'Faiz sebep enflasyon sonuç" diyerek, derme-çatma ekonomi deneyine girişeli 6 ayı geçti. Sonuçlarının ne derece vahim olduğu bu geçen aylar süresince yaşayarak öğrendik.
Yoksul daha yoksul, zengin daha zengin, orta sınıfı da yoksullar ligine itildi.
Diyorlardı ki; ‘Merkez Bankası faiz düşürecek, kurun yükselişi ihracatı arttıracak, bu cari dengeyi düzeltecek, bu da enflasyonu düşürecekti.’
Öyle olmadı.
Enflasyon patladı, alım gücü düştü, daha yılbaşında tarihinin en büyük yüksek zammı yapılan asgari ücret pul oldu.
Şimdi daha geçen asgari ücrete yeni bir artışı daha yapıldı. Adeta ‘Yoksulsun sen yoksul kal’ dercesine…
TÜİK'in 5 aylık enflasyonu yüzde 35, İstanbul Ticaret Odası'nın açıkladığı İstanbul geçinme endeksi 6 aylık artış yüzde 54, asgari ücret artışı ise yüzde 29.
Resmi enflasyonun bile 10 puan altında.
Zamdan önce 10 milyon civarında olduğu tahmin edilen asgari ücretli sayısı sanırım artık 12 milyona ulaştı.
İlk 6 ayda gıda enflasyonu yaklaşık yüzde 50 olarak gerçekleşti.
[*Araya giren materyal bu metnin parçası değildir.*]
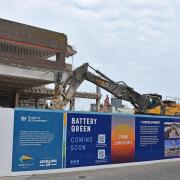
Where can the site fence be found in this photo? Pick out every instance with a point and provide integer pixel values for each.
(33, 141)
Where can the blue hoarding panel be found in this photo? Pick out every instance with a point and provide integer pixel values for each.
(88, 139)
(149, 141)
(172, 138)
(37, 143)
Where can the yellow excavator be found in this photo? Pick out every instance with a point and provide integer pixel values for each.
(143, 103)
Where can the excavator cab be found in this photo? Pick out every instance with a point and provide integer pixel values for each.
(154, 104)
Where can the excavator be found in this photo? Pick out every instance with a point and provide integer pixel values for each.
(143, 103)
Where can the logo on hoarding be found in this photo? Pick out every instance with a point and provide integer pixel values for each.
(101, 138)
(25, 158)
(101, 154)
(23, 118)
(48, 162)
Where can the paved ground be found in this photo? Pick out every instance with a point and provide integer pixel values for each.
(160, 171)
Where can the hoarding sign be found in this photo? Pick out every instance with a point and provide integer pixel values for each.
(149, 138)
(172, 138)
(37, 143)
(122, 139)
(88, 139)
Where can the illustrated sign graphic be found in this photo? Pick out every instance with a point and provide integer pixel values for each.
(172, 138)
(122, 139)
(149, 138)
(88, 139)
(37, 143)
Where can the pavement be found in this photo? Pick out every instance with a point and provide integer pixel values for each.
(157, 171)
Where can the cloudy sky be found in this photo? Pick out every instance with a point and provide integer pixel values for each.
(137, 41)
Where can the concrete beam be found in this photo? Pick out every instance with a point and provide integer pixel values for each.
(26, 73)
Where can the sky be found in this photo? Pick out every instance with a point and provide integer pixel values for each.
(136, 41)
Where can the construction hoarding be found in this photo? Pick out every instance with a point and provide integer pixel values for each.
(47, 140)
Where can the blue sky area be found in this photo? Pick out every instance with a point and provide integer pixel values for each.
(137, 41)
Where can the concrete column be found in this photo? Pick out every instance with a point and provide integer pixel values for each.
(36, 103)
(60, 59)
(17, 99)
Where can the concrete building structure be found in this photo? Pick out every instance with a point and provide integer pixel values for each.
(31, 57)
(25, 59)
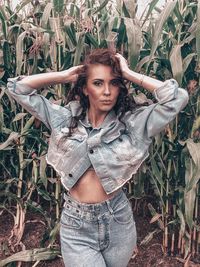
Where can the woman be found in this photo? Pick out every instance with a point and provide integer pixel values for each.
(98, 141)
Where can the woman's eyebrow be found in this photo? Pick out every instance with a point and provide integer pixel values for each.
(98, 79)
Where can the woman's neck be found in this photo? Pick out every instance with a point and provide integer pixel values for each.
(95, 118)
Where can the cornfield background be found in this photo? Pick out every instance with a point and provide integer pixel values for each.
(43, 36)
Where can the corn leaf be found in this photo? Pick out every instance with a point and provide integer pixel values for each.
(134, 35)
(32, 255)
(177, 63)
(159, 25)
(46, 14)
(198, 36)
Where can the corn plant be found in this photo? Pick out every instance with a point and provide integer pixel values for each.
(55, 35)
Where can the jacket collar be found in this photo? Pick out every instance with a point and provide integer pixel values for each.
(109, 120)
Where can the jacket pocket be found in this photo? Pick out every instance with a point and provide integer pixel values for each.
(65, 143)
(70, 221)
(123, 213)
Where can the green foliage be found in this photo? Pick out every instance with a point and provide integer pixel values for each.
(56, 35)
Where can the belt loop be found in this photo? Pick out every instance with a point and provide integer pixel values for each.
(109, 207)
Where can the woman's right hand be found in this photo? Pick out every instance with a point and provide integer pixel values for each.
(71, 74)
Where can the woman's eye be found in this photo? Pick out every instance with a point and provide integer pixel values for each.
(97, 83)
(115, 82)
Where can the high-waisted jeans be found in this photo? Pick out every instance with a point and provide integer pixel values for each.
(97, 235)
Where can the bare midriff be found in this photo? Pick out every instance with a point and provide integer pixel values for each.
(89, 189)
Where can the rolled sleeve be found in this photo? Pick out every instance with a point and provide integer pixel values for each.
(37, 105)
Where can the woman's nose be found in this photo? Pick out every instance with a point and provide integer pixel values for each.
(106, 89)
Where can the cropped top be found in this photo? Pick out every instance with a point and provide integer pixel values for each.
(115, 149)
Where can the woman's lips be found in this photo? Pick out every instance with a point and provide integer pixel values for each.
(106, 101)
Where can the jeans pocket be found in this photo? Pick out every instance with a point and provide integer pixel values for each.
(123, 213)
(71, 221)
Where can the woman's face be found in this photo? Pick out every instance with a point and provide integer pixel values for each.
(102, 88)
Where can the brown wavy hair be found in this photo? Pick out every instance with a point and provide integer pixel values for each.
(125, 102)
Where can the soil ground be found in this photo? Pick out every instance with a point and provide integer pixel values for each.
(150, 255)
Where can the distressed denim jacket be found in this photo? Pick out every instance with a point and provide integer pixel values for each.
(116, 149)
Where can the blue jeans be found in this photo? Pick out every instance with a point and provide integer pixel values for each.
(97, 235)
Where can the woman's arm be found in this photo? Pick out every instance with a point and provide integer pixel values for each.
(142, 80)
(37, 81)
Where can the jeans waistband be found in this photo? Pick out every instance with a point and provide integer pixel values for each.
(92, 210)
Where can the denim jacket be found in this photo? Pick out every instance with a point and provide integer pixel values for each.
(116, 149)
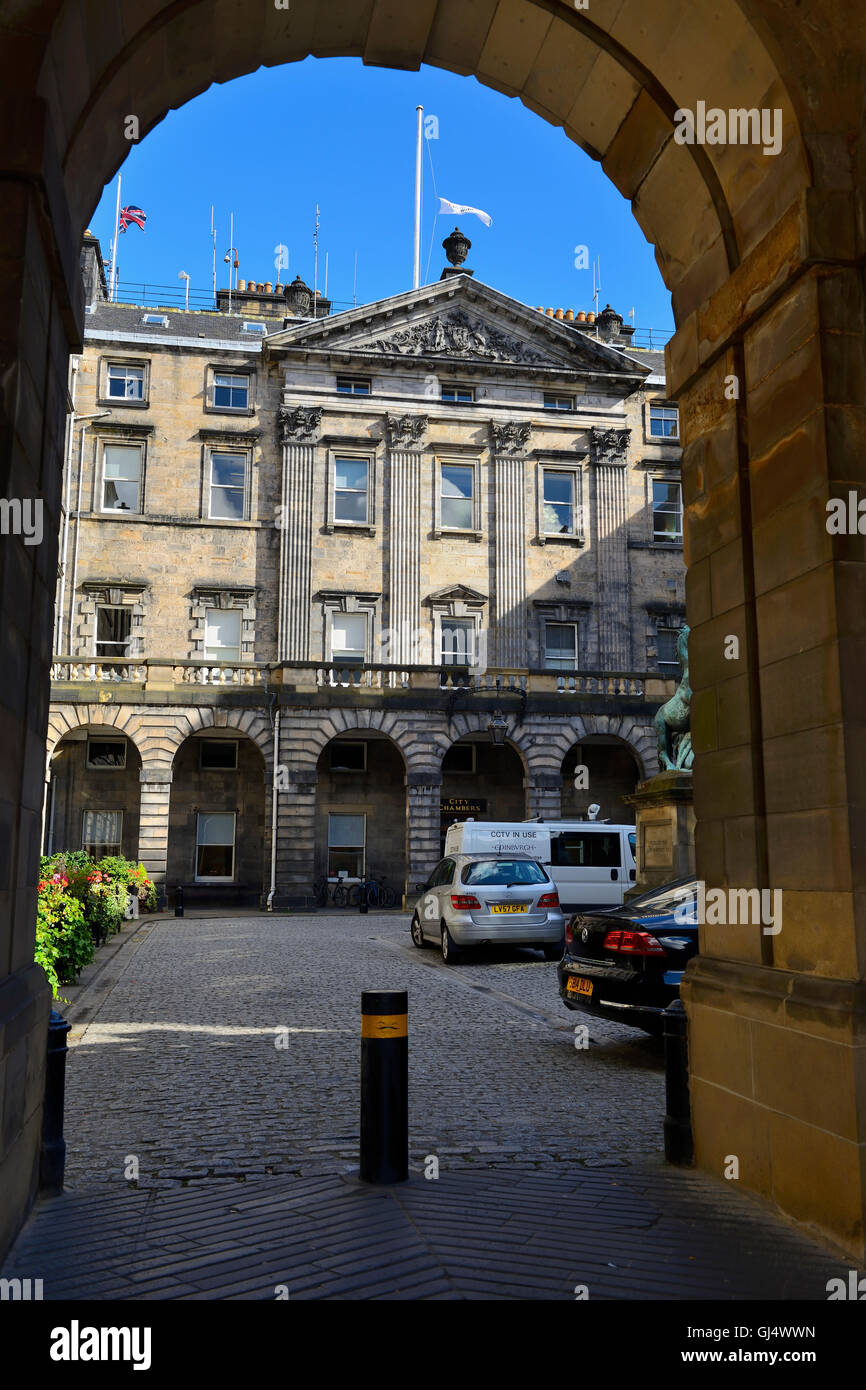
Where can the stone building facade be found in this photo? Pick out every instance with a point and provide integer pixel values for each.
(328, 581)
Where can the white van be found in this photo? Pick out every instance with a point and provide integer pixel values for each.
(591, 862)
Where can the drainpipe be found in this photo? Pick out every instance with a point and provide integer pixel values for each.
(270, 902)
(281, 619)
(96, 414)
(67, 487)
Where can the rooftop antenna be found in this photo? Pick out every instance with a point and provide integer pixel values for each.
(213, 236)
(316, 267)
(416, 262)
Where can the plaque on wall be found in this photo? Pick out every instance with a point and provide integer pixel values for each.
(656, 847)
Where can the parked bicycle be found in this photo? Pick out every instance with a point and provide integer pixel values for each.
(377, 894)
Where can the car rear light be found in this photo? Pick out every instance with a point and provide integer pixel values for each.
(633, 943)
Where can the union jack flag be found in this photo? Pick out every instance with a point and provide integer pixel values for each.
(132, 214)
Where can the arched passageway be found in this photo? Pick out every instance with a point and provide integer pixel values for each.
(599, 770)
(481, 781)
(93, 794)
(360, 809)
(762, 246)
(216, 847)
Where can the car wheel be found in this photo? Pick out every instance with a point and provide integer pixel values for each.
(449, 951)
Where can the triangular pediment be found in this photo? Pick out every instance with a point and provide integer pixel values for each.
(459, 321)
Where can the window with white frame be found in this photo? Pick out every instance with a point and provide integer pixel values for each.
(227, 489)
(353, 385)
(102, 833)
(350, 491)
(666, 510)
(346, 844)
(216, 845)
(459, 395)
(106, 752)
(348, 638)
(663, 420)
(231, 391)
(560, 647)
(125, 381)
(113, 630)
(458, 641)
(223, 634)
(121, 477)
(667, 634)
(458, 496)
(559, 502)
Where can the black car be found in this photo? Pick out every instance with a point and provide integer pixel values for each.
(626, 963)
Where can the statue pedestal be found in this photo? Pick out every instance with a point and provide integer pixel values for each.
(665, 830)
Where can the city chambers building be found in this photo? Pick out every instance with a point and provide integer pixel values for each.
(331, 580)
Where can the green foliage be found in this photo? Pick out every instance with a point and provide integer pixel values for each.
(81, 902)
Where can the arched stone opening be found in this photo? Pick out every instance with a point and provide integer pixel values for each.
(214, 812)
(360, 809)
(765, 268)
(93, 792)
(481, 781)
(599, 770)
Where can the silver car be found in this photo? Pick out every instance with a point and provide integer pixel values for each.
(480, 900)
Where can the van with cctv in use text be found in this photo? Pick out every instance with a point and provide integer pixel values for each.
(591, 862)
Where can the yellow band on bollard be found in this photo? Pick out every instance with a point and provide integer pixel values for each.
(384, 1025)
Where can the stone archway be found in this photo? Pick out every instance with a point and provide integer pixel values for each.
(765, 270)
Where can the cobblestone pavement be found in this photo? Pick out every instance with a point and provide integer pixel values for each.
(178, 1066)
(551, 1176)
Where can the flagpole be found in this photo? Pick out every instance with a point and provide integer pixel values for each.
(117, 221)
(416, 270)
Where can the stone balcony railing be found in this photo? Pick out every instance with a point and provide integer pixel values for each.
(300, 677)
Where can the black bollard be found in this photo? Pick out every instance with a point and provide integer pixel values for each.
(53, 1155)
(679, 1144)
(384, 1086)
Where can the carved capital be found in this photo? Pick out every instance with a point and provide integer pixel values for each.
(298, 424)
(406, 431)
(610, 445)
(510, 437)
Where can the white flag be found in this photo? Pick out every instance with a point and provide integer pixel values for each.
(460, 209)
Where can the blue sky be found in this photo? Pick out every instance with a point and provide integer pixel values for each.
(273, 145)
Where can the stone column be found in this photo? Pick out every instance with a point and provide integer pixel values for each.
(405, 444)
(509, 449)
(423, 794)
(153, 822)
(777, 651)
(610, 459)
(298, 432)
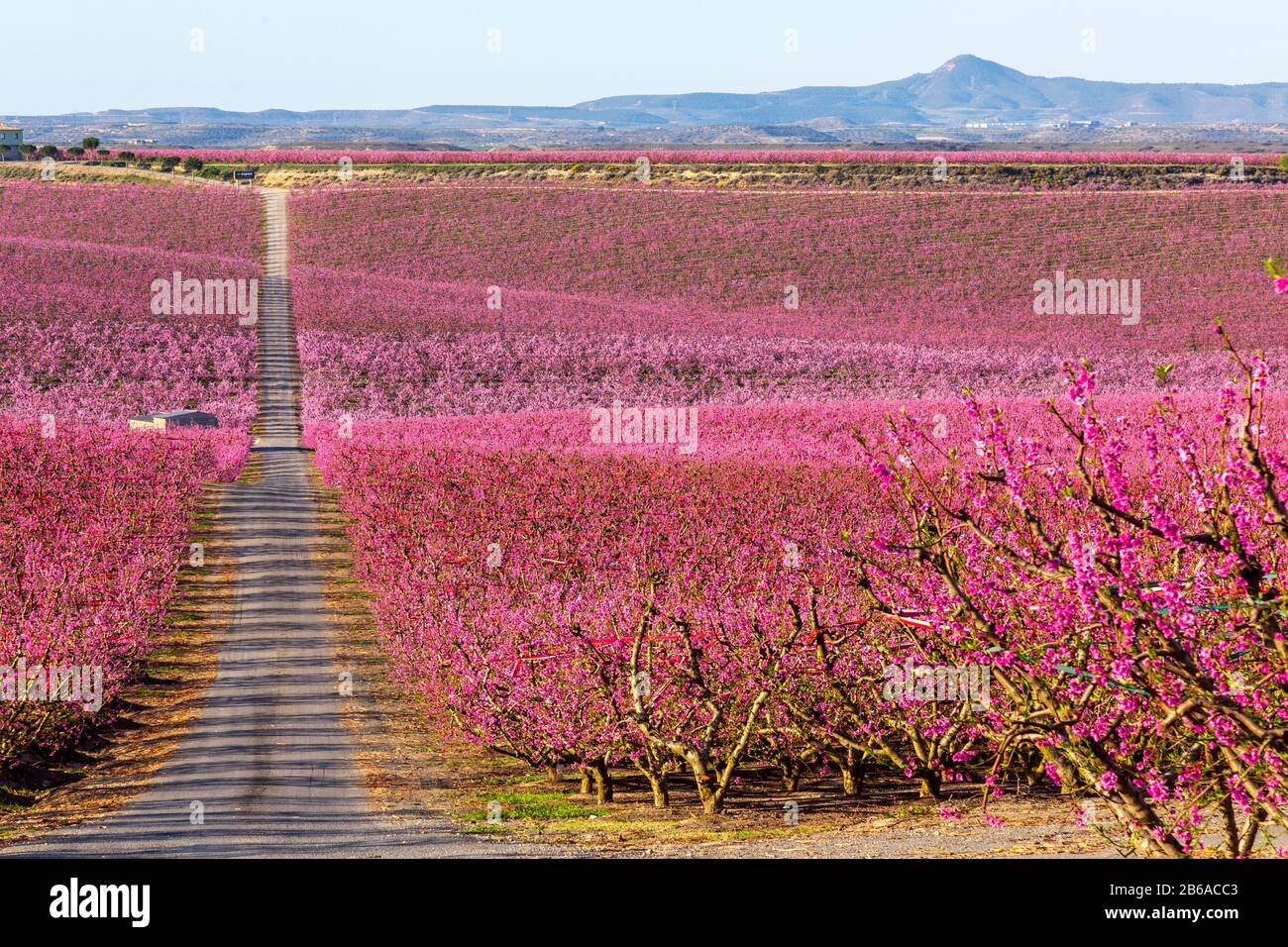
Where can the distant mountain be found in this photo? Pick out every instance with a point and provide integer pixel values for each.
(965, 90)
(969, 89)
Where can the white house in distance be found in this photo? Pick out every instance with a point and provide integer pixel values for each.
(11, 142)
(174, 419)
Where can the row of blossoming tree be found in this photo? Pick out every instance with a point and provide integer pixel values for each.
(1113, 582)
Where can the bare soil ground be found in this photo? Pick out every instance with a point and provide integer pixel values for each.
(114, 763)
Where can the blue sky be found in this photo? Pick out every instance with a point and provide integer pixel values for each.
(88, 55)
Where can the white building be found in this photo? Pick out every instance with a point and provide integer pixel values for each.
(11, 141)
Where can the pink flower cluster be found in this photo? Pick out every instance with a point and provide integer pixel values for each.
(322, 157)
(485, 298)
(78, 334)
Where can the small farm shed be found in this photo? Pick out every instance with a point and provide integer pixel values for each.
(174, 419)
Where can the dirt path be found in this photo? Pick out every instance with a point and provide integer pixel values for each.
(268, 767)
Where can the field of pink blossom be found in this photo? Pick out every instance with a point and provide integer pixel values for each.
(78, 338)
(458, 299)
(282, 157)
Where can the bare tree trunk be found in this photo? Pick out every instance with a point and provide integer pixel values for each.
(603, 780)
(853, 770)
(661, 792)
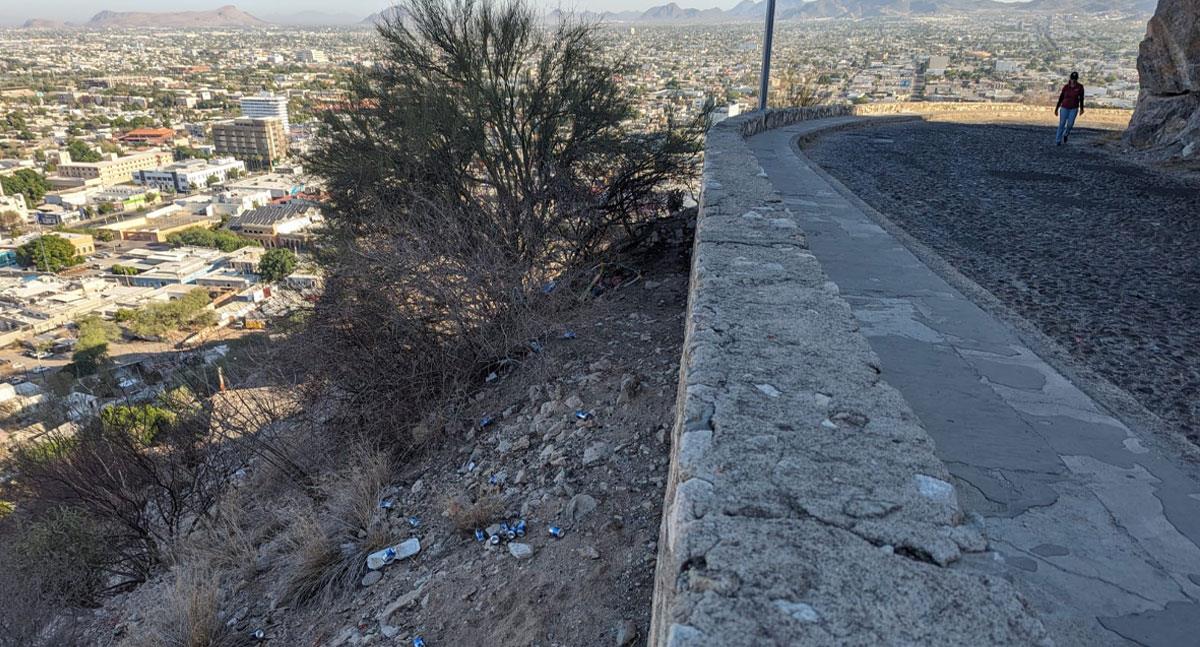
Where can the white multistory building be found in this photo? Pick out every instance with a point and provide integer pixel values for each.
(262, 106)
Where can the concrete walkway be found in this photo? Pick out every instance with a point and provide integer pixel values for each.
(1097, 523)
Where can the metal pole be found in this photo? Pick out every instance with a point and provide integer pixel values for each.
(768, 36)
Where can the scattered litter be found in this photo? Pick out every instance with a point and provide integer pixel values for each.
(403, 550)
(521, 551)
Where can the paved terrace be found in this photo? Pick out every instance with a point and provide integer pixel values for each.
(833, 384)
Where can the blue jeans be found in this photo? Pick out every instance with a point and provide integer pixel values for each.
(1066, 121)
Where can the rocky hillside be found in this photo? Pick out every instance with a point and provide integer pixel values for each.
(225, 17)
(1168, 115)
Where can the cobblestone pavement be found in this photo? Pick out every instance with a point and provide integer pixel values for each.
(1096, 521)
(1103, 256)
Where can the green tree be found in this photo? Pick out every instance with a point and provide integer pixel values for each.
(217, 239)
(49, 252)
(91, 343)
(28, 183)
(82, 153)
(144, 423)
(125, 270)
(276, 264)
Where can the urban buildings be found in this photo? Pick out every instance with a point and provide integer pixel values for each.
(258, 142)
(153, 137)
(190, 175)
(267, 106)
(111, 171)
(279, 225)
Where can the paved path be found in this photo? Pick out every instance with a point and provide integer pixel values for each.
(1096, 522)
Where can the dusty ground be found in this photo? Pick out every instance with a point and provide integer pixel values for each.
(600, 479)
(1101, 252)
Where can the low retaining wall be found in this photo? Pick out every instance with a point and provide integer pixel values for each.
(804, 504)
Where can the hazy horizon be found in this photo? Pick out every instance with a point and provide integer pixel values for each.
(79, 11)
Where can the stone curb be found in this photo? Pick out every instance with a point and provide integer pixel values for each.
(804, 503)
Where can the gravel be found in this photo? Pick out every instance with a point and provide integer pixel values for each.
(1098, 252)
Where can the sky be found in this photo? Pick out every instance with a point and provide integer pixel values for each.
(78, 11)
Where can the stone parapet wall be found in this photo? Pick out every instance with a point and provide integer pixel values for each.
(804, 503)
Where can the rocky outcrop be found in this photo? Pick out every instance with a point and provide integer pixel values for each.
(1168, 115)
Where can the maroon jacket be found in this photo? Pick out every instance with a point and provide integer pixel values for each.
(1072, 96)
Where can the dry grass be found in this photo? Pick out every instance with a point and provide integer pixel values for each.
(328, 545)
(467, 514)
(191, 613)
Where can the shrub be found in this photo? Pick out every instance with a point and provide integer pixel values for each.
(191, 613)
(216, 239)
(67, 553)
(484, 159)
(276, 264)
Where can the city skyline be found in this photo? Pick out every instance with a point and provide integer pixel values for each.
(79, 11)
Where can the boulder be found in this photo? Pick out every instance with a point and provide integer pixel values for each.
(1168, 114)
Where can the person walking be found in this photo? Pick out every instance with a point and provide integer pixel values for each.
(1071, 105)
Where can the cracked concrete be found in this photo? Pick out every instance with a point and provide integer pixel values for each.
(1095, 521)
(805, 503)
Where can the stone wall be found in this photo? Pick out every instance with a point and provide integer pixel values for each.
(805, 504)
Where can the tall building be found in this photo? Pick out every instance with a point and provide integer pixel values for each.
(259, 142)
(267, 106)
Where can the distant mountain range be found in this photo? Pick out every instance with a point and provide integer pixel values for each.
(671, 13)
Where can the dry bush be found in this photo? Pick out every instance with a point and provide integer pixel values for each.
(325, 550)
(190, 616)
(484, 156)
(30, 613)
(467, 514)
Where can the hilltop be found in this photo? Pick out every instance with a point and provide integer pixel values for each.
(226, 16)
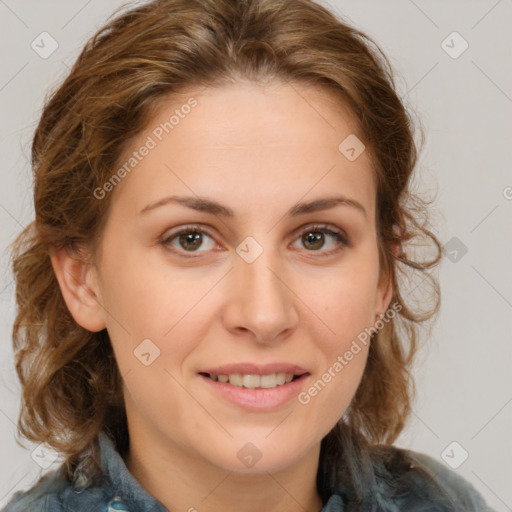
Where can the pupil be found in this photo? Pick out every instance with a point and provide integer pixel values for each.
(193, 238)
(313, 238)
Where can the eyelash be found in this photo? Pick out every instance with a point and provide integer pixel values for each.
(337, 235)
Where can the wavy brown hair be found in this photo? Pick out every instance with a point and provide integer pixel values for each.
(71, 387)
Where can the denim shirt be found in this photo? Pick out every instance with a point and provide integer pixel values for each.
(121, 492)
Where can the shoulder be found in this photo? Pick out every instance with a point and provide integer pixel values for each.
(420, 482)
(42, 496)
(53, 492)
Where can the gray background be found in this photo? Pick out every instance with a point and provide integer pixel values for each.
(463, 373)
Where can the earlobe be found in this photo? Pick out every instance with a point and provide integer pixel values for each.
(78, 284)
(385, 293)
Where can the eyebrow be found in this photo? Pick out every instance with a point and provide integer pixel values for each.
(202, 204)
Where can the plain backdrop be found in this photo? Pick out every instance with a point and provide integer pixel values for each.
(460, 86)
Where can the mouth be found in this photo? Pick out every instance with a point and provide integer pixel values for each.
(252, 381)
(253, 387)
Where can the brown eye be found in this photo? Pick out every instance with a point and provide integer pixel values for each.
(313, 240)
(317, 237)
(189, 239)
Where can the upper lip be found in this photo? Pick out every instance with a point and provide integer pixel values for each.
(256, 369)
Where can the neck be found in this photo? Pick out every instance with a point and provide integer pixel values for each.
(182, 481)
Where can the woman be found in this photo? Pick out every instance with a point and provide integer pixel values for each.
(210, 305)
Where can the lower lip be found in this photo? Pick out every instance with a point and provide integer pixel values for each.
(258, 399)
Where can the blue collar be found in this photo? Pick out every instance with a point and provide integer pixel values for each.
(127, 494)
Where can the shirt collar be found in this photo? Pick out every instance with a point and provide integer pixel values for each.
(132, 493)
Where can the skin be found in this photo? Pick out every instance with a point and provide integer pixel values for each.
(257, 149)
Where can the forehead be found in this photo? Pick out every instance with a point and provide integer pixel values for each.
(266, 142)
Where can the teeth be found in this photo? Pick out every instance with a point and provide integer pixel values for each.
(254, 381)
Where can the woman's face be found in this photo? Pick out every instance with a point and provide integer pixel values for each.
(254, 288)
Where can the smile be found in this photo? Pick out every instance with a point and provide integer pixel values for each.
(250, 381)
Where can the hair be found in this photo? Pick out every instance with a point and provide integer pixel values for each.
(71, 386)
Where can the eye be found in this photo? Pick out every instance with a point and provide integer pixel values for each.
(188, 239)
(313, 239)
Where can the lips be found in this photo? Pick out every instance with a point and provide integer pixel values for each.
(251, 376)
(253, 369)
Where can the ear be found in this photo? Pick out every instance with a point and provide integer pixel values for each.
(384, 293)
(78, 284)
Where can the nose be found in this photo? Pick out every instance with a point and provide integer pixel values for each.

Haziran enflasyonu ile birlikte açlık sınırı 6 bin 600 TL'nin üzerine çıkacak am çalışanlara layık görülen asgari ücret artışı yüzde 30 bile olmayan bir artışla 5 bin 500 TL!
Diğer taraftan hanelerin ekonomik nabzını tutan Tüketici Güven Endeksi'nin sonuçları, son yıllarda görülmemiş bir çöküşü yansıtıyor verilerinde.
2018'in ortasından itibaren endekste düşüşün başladı, 2019'un sonlarına doğru biraz toparlandı. 2020 sonrası ise sürekli düşüşte.
Sonuç olarak; Türkiye'nin başkanlık rejimi ile içine girdiği girdabın hane halkının maddi durumunu nasıl kötüleştirdiği, daha doğrusu yoksullaştıran bir dalgaya dönüştüğünün bir tablosu bu.
Asgari ücret 5 bin 500 TL olmuş, doğrusu sevinilecek bir durum yok. Yıkıcı enflasyon ve gelirdeki erozyon karşısında insanların dayanma gücü kalmadı ki asgari ücrete sevinsinler!
Açlık sınırının 6 bin 391 TL olduğu bir ülkede asgari ücreti 5 bin 500 TL olarak açıklamak, milyonlarca yurttaşa ‘açlığınız umurumuzda değil’ demektir.